Les députés républicains n’ont pas l’apanage de la mauvaise foi en politique... mais en affirmant que le gouvernement souhaite supprimer le quotient familial, ils ont largement déformé la réalité. Car dans le débat sur une éventuelle refonte de la politique familiale, l’exécutif n’a rien proposé de tel. 


C’est un député de la majorité, Guillaume Chiche, qui suggère dans un rapport parlementaire de fusionner deux dispositifs d’aides, à savoir le quotient familial et le versement des allocations familiales. Il ne s’agit donc pas de supprimer de manière pure et simple le quotient familial mais plutôt de le remplacer par un nouveau mécanisme que le député LaREM veut à la fois "plus efficace et plus simple" que la juxtaposition des deux dispositifs existants. 


Guillaume Chiche part d’un constat simple : si le versement des allocations familiales est universel pour toutes les familles à partir du 2e enfant, ce n’est pas le cas du quotient familial, puisqu’il se concentre uniquement sur les foyers imposables. D’autant qu’en plus d’écarter les foyers non-imposables de ce dispositif, les principaux bénéficiaires sont avant tout les foyers fiscaux les plus aisées.

Avant le plafonnement du quotient familial lors du précédent quinquennat, les foyers fiscaux appartenant au dernier décile de revenu fiscal de référence, (c’est-à-dire les 10% des foyers fiscaux les plus aisés) bénéficiaient d’environ 30% des 12 milliards d’euros que coûte le quotient familial.


Aujourd’hui, ce bénéfice est moins important même si, d’après la Direction de la Sécurité sociale, les trois derniers déciles de revenus (c’est-à-dire les 30% de foyers fiscaux les plus aisées) concentrent à eux seuls près de la moitié du montant total du quotient familial.

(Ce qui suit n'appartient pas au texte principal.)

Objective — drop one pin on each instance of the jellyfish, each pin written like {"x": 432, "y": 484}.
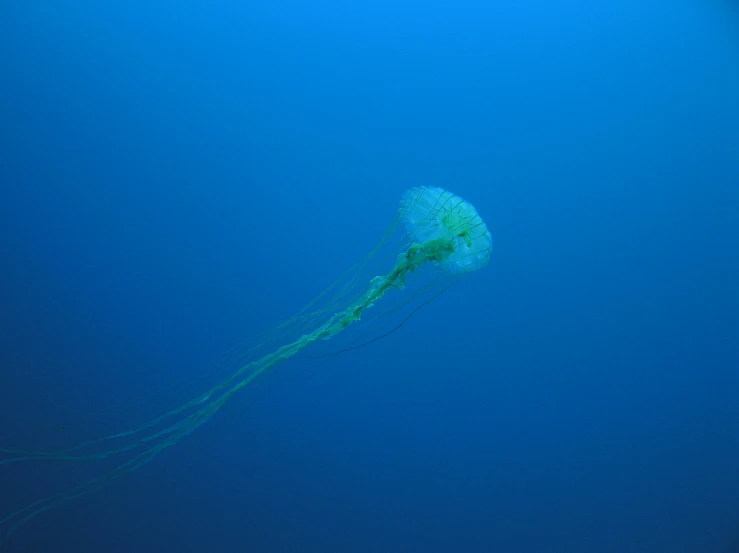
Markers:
{"x": 442, "y": 231}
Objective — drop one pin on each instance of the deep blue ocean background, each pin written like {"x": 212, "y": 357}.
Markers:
{"x": 176, "y": 176}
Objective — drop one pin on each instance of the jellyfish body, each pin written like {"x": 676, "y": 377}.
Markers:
{"x": 444, "y": 231}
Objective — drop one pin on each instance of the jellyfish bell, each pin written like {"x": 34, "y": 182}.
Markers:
{"x": 442, "y": 231}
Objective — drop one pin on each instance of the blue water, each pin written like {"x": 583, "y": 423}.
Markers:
{"x": 177, "y": 177}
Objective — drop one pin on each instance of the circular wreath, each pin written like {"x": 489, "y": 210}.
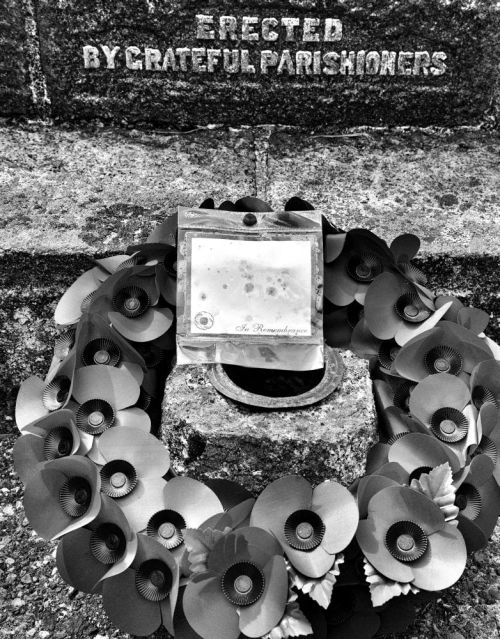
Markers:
{"x": 208, "y": 559}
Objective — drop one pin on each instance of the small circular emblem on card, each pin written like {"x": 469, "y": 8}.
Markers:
{"x": 204, "y": 320}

Une injustice pour le député Guillaume Chiche qui rappelle dans le même temps qu’un enfant sur cinq vit sous le seuil de pauvreté en France. C’est pourquoi il préconise de fusionner les allocations familiales et le quotient familial en créant une aide unique qui pourrait s’appeler la "protection sociale des familles". 

Mes propositions doivent bénéficier à deux catégories de populations prioritairement : les classes populaires et les classes moyennes Guillaume Chiche

Cette nouvelle allocation serait réellement universelle puisqu‘elle serait versée dès le 1er enfant mais surtout elle serait davantage modulée en fonction des revenus de la famille. En intégrant les 12 milliards d’euros du quotient familial dans le budget consacré aux allocations familiales, également de 12 milliards d’euros, cette enveloppe de 24 milliards d’euros permettrait ainsi d’augmenter sensiblement le montant de cette nouvelle allocation. Avec l’objectif assumé de cibler les familles modestes. "Mes propositions doivent bénéficier à deux catégories de population prioritairement : les classes populaires et les classes moyennes. Donc oui, dans le schéma que je présente, les plus riches vont contribuer davantage", indique Guillaume Chiche à LCI. 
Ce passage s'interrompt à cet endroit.